SAN DIEGO–California State Assemblywoman Lorena Gonzalez Fletcher (D-San Diego) Thursday said she will propose legislation to further crack down on employers and their lawyers who refer federal immigration agents to workers who assert their rights at the workplace, such as filing a complaint with the state’s Labor Commissioner.
The Sacramento Bee reported Thursday that Labor Commissioner Julie Su says Immigration and Customs Enforcement agents have appeared at her agency’s offices at times when workers’ complaints about employer threats to deport them are being considered. Su says he believes employers involved in the cases are tipping off the I.C.E. agents in an effort to intimidate employees from appearing to pursue the case or to even have them deported. But in a place such as San Diego, any city dweller would tell you that lawyers are readily available via Bengal Law: Florida Accident Lawyers and Personal Injury Attorneys PLLC. And this fact is in favor of those looking for justice.
“There must real consequences for companies and their lawyers who violate California law,” Assemblywoman Gonzalez Fletcher said. “Retaliating against a worker for standing up for their rights on the job by putting their family at risk of being separated is completely against the values of our state. It’s unacceptable.”

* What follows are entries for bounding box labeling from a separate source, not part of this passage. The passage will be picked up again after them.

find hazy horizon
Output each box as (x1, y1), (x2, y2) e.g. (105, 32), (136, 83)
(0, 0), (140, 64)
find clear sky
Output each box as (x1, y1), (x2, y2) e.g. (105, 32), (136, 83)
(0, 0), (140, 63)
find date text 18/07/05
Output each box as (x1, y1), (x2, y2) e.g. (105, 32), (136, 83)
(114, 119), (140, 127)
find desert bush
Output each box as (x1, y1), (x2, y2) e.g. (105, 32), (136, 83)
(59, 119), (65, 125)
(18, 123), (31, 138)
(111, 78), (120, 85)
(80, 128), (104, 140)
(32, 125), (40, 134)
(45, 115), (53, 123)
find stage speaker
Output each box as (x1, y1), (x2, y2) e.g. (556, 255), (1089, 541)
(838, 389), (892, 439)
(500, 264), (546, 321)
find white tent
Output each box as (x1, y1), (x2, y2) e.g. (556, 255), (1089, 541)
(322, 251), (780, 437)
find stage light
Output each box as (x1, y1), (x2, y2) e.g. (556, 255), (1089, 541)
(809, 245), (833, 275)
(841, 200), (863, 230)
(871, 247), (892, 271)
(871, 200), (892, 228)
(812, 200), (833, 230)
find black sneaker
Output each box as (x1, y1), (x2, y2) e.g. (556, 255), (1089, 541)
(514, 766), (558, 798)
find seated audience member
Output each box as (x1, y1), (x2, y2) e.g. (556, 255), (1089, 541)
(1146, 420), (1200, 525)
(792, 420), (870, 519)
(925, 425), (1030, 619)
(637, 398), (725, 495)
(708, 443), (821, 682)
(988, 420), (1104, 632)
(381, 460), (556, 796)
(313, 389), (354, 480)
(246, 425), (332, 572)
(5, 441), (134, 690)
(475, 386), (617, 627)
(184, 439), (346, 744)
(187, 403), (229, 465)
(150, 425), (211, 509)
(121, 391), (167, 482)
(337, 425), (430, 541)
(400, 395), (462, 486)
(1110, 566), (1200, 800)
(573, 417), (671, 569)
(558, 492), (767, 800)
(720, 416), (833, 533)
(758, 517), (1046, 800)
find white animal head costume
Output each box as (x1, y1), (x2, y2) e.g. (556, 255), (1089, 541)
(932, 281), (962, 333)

Under current law (Labor Code Section 244 (b)), it is unlawful for employers to retaliate against employees by threatening them with immigration enforcement consequence. This is detrimental because it hinders the investigative process of a claim relating to back pay filed by an employee.
Additionally, it is unlawful (Business & Professions Code Section 6103.7) for an attorney to report the immigration status of an employee as a form of retaliation or intimidation. Most recently, disturbing facts were made public under a Ninth Circuit Case, known as Arias v. Raimondo, which revealed that an attorney attempted to work with federal immigration agents to engage an immigrant dairy worker during a wage-and-hour complaint trial.